Areas on the southern side of the icy mix, including Chicago, may have precipitation start as an a brief period of accumulating snow or an icy mix before changing over to rain into Tuesday night.

Even colder air to the north will allow for precipitation to fall as mostly snow from northern Kansas and Nebraska to Wisconsin and Michigan.

In just 24 hours, snowfall totals can reach 6-12 inches, including cities such as Rochester, Minnesota; Cedar Falls, Iowa, and Green Bay, Wisconsin. It will be in this band of heavy snowfall where the potential for the AccuWeather Local StormMax™ of 20 inches to occur.

Snowfall totals of 3-6 inches are expected from the eastern Dakotas to northern Michigan. A general 1-3 inches of snow is expected across the rest of the Midwest.

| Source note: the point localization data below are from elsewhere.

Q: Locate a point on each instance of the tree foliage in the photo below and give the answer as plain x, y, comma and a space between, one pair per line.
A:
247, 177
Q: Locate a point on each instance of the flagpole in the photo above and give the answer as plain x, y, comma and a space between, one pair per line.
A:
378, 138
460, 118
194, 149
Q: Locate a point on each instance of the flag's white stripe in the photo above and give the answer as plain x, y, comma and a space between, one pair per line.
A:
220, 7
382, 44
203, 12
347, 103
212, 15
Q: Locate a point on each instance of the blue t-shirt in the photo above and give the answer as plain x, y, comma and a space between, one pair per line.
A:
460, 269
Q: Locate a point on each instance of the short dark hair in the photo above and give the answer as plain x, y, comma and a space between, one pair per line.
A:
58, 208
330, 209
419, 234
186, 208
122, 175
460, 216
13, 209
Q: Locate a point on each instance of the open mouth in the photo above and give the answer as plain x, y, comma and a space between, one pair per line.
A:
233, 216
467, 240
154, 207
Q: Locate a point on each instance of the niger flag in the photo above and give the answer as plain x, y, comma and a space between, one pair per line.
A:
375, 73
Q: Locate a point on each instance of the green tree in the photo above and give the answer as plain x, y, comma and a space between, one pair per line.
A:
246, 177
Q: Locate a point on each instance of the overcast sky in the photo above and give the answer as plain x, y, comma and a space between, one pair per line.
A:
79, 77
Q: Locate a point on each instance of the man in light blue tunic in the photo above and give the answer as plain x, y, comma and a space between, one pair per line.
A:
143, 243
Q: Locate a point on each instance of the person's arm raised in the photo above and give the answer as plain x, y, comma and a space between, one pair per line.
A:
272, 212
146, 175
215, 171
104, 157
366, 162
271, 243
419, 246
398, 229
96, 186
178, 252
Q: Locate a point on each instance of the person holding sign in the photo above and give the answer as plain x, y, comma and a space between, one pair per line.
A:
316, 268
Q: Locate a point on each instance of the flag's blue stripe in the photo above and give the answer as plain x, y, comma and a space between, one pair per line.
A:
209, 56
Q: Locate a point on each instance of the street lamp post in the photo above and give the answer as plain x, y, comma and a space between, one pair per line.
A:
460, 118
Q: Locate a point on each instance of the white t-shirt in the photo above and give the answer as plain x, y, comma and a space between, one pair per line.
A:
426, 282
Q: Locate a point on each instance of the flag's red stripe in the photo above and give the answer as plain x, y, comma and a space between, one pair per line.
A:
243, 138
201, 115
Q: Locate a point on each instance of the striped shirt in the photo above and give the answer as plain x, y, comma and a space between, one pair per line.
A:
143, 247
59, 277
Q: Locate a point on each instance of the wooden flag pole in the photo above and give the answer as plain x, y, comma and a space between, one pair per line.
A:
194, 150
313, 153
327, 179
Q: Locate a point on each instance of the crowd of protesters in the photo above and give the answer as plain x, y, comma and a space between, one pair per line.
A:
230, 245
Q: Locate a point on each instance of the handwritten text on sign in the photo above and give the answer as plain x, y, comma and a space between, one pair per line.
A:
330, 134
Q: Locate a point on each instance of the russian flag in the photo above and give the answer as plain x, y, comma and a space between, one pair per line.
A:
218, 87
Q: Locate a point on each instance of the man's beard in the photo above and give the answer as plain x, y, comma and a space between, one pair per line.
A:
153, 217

Exact totals on the southern side of the snow may fluctuate if more or less milder air moves over the region during the duration of the storm.

In addition to heavy snow, as the storm strengthens, wind speeds will also increase. Where the snow remains dry and powdery, such as over parts of the northern Plains and the central parts of the Rockies and High Plains, blowing and drifting of snow that has already fallen are likely.

Major highways may once again be shut down across the region during the height of the storm, including long stretches of interstates 29, 70, 80, 90 and 94. People that must travel should make sure to pack emergency supplies in case they become stuck on a road shut down by snow or an accident.

Given the relatively flat terrain and lack of trees in portions of the Plains and Upper Midwest, some forecasters have nicknamed this zone of the country as "Blizzard Alley" during the winter months. Prior to the Christmas holiday, the Red River Valley in the Dakotas and Minnesota observed blizzard conditions as a powerful storm swept through the area, causing significant disruptions.

Minnesota state troopers helping to recover vehicles that were stranded off Highway 12 in Swift County, Minnesota, during blizzard conditions on Dec. 23, 2020. (Twitter/@MSPPIO_NW)

The storm will likely continue on across the Midwest Wednesday and into Thursday before widespread snow tapers off to lingering lake-effect snow showers. During this time, the risk of severe weather will ramp up over the South-Central states.

Upon departure from the Midwest, another round of winter weather for the Plains and potentially flooding rainfall across the Eastern Seaboard and ice over the interior Northeast will be possible for New Year's Day.